No worries there. I only use magic numbers for temporary or debug code which I would delete in 10 minutes anyway. :)
Actually, I've run into error 5 so much, I know what it means, even from month to month or year to year. Kind of like everyone knows what 0xC0000005 means.Quote:
And even if it's just you that will be maintaining it; unless you have an extremely good memory, you'll probably forget what the magic number meant a few weeks/months later.
But that's besides the point, why would this happen? Does anyone know of any previous API calls that could do this?
I would suggest that you check the security properties of the Documents and Settings folder on your Win2k machine to verify that you have the necessary permissions to modify (write to) TESTFILE.txtCode:
C:\\Documents and Settings\\Yarin\\Desktop\\TESTFILE.txt");
Yes, full rights, all are set to allow.
Both code paths have beeps. Are you sure you're hearing the one you think you're hearing?
Well, considering that you are invoking so many API calls (which can clear and set an error themselves) after CreateFile before calling GetLastError, the code you're getting may not relate to CreateFile at all...

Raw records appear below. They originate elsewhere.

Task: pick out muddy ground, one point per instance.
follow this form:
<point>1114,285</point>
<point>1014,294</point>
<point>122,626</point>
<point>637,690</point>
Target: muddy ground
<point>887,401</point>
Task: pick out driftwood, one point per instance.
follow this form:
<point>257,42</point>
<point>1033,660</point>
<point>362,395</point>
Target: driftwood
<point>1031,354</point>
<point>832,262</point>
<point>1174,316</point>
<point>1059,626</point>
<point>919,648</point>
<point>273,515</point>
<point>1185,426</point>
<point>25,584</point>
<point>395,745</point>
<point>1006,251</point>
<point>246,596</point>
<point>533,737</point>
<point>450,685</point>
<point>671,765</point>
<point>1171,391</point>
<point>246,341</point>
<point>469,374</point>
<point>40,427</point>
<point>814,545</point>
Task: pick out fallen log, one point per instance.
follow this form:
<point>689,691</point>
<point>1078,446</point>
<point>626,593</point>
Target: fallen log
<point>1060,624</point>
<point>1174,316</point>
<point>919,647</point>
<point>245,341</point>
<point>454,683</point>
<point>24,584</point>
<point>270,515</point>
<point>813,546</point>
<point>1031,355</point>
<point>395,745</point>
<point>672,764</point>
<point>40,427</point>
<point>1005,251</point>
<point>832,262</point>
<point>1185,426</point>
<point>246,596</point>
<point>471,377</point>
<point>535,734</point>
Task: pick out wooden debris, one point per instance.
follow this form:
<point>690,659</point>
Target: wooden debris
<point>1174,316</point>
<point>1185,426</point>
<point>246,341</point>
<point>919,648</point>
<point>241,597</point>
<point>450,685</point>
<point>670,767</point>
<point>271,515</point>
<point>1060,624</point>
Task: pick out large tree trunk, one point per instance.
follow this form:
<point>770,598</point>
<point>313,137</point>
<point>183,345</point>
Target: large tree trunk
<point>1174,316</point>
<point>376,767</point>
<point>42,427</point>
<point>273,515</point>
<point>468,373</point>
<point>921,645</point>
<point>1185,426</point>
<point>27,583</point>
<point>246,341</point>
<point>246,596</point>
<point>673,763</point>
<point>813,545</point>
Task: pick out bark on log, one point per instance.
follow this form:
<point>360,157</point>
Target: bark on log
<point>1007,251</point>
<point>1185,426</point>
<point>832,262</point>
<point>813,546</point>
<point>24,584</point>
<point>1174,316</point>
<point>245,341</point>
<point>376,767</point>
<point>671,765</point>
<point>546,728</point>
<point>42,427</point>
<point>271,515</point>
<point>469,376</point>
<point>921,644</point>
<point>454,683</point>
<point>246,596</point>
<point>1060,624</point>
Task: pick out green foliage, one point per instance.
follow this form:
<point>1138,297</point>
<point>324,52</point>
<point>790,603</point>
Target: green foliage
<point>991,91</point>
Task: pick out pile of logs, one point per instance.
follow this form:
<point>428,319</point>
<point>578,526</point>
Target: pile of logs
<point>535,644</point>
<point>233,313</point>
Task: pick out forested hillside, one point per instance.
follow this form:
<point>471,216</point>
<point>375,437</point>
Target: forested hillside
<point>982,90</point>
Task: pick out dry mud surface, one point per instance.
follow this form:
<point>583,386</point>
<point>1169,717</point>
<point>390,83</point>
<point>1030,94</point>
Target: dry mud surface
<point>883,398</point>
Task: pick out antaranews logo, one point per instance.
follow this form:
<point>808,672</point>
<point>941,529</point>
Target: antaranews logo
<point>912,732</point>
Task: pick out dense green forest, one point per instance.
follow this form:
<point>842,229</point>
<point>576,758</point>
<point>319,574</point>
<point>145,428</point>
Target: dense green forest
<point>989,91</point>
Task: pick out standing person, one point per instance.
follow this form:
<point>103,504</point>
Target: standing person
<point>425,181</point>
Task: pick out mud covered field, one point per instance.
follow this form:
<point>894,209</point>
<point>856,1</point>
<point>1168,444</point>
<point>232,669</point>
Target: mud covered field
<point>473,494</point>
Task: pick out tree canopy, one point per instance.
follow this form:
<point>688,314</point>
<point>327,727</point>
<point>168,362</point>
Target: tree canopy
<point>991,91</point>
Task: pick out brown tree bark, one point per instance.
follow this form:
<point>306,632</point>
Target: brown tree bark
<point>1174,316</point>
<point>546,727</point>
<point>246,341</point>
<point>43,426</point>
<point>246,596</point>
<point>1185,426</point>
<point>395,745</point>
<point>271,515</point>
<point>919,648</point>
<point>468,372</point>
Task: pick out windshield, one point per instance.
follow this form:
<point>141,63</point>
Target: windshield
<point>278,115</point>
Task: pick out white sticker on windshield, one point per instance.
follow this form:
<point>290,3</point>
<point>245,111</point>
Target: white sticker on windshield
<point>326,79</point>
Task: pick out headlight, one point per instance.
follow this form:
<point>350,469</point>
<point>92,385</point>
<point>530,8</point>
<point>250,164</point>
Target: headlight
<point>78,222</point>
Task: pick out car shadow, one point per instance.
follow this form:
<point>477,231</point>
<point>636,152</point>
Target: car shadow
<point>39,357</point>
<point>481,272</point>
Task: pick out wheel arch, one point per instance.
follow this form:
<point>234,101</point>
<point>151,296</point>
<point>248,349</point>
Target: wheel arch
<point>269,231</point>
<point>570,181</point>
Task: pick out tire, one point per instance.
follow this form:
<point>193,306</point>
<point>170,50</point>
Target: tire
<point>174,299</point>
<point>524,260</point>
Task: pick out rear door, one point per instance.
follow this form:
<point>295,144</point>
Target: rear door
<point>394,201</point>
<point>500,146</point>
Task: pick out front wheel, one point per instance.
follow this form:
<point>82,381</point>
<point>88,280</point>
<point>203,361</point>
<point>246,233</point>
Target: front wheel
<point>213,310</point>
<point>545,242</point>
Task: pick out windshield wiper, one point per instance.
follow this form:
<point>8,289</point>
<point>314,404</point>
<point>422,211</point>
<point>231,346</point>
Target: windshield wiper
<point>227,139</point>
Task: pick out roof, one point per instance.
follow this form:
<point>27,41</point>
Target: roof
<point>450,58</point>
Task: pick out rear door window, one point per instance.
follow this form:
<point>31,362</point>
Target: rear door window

CreateFile() would set the last error to 0 (ERROR_SUCCESS) then.
the docs say that some functions set ERROR_SUCCESS, and some don't. CreateFile doesn't say whether it does or doesn't, so it might not.
If the function succeeds with CREATE_ALWAYS or OPEN_ALWAYS and the file already existed, GetLastError() returns ERROR_ALREADY_EXISTS, though the function has succeeded. Otherwise, on success, it returns 0. On failure it always returns the error code.
ok, right you are, except if it's not a valid path.